Привет, Ося! Целую тебя в носик!
Лилия
Услышав позади какой-то шум, я обернулся. В дверном проеме, пошатываясь, стояло пьяное чудовище. В руке у него был бумажник. Вероятно, оно приняло меня за сутенера:
– Слушай, друг… Приведи еще кого-нибудь, потому что эта сучара… Черножопая эта…
Я вырвал у него бумажник и другой рукой сильно въехал ему в ухо. Хрустнуло. Как говорится в таких случаях – не рассчитал удара .Вздор! Все я прекрасно рассчитал . Он отлетел в угол и затих навсегда. То, что я сделал в следующие минуты, было лишено всякой логики и граничило с чистым безумием. Почему, присвоив бумажник первой жертвы, я не обчистил карманы двух других, хотя все они были полностью в моей власти: Лилия, то есть, Марина, подсыпала им в спиртное какую-то дрянь, чтобы спокойно собраться и уйти. Но, как оказалось впоследствии, будь у меня в кармане лишь на полтинник больше, вряд ли бы случилось все то, что через несколько часов случилось – по моей и Божьей воле.

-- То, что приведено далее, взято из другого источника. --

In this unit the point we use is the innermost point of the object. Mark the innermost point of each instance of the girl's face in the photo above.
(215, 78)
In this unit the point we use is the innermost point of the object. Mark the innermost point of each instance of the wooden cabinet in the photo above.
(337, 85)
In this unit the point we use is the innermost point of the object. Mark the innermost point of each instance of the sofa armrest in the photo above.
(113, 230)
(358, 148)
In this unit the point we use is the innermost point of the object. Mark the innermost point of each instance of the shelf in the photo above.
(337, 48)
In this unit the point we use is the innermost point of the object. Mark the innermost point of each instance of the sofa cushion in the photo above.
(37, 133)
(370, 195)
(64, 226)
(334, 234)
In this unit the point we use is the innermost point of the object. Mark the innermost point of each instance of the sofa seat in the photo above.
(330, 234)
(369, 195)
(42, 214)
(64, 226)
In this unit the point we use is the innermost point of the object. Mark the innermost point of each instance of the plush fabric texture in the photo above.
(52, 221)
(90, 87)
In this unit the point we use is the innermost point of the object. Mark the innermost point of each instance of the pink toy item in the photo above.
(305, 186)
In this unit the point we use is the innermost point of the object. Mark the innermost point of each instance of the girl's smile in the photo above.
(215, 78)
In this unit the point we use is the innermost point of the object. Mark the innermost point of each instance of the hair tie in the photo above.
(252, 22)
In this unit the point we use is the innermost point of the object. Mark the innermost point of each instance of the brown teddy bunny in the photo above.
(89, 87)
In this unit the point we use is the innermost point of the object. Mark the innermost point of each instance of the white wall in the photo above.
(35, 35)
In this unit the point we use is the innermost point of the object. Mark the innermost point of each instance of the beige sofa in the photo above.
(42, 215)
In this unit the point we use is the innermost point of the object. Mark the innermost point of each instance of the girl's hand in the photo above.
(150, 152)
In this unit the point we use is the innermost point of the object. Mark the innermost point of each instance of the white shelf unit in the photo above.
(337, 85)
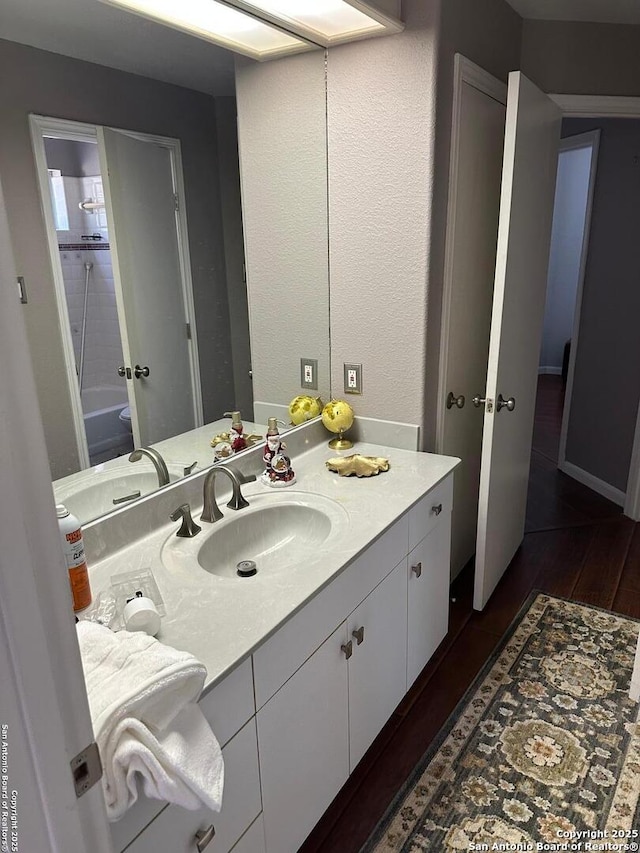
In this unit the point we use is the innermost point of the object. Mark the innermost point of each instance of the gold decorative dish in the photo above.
(361, 466)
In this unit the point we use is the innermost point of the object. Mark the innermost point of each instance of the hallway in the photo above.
(577, 545)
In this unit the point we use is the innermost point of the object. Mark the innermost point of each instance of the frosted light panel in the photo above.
(330, 18)
(215, 22)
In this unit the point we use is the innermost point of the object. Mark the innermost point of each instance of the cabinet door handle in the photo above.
(204, 837)
(358, 635)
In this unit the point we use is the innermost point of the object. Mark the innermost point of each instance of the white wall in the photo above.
(283, 167)
(380, 127)
(570, 207)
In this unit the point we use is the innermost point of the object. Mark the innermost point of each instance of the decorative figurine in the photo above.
(277, 465)
(225, 444)
(337, 416)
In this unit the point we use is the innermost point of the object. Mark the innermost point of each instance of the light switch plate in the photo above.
(353, 379)
(309, 373)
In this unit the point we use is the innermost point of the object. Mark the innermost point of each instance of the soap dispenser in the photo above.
(237, 438)
(278, 471)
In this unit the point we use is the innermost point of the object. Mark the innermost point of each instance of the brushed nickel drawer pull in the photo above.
(204, 837)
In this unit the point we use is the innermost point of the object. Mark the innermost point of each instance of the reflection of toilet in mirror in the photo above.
(125, 417)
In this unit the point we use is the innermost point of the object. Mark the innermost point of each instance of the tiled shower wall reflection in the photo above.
(103, 344)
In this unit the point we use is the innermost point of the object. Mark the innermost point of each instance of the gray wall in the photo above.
(581, 58)
(570, 207)
(49, 84)
(488, 32)
(606, 387)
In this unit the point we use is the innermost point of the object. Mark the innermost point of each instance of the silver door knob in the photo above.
(204, 837)
(452, 400)
(510, 403)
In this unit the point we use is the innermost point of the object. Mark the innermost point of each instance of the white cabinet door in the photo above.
(175, 828)
(378, 665)
(303, 738)
(428, 596)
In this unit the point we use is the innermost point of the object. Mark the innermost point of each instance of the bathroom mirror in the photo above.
(54, 85)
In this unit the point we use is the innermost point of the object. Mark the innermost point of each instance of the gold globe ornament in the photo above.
(303, 408)
(337, 416)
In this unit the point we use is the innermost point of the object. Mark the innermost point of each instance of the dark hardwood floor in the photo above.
(577, 545)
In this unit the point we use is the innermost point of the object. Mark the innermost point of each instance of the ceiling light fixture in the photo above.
(219, 23)
(267, 29)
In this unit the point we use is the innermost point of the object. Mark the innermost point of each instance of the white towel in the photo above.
(142, 697)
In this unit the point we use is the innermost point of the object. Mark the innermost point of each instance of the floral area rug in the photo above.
(543, 752)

Несколько секунд я стоял над столом, думая, хочу ли я увидеть лицо того, кто спал в салате. Его затылок был прямо перед моими глазами: седеющие волосы, жалкая розовая тонзура… Я выстрелил прямо в ее центр, как в мишень, отчего в несвежий салат добавилась изрядная порция мозгов. Тот, кто спал на кровати, проснулся от знакомого звука и деловито спросил, сонно поведя носом:
– Шампанское?
– Да, – сказал я и выстрелил прямо в молодое, чистое, полное грешных мыслей лицо.
* * *
В аэропорту Симферополя, в ресторане, я заказал бутылку «Амонтильядо» и скоротал за ней время, оставшееся до моего рейса. Здесь было значительно холоднее, чем на Южном Берегу, и я вспомнил, что в природе продолжается зима.
Московский самолет поднялся час назад, следующий был еще через час. Мне было совершенно ясно, что она полетела именно в Москву, хотя в последние часы были рейсы на Питер и Новосибирск. Я представил, что в этот самый момент любимое мной оскверненное тело летит на высоте десяти километров где-то над Белгородом, и мне стало горько от этого знания.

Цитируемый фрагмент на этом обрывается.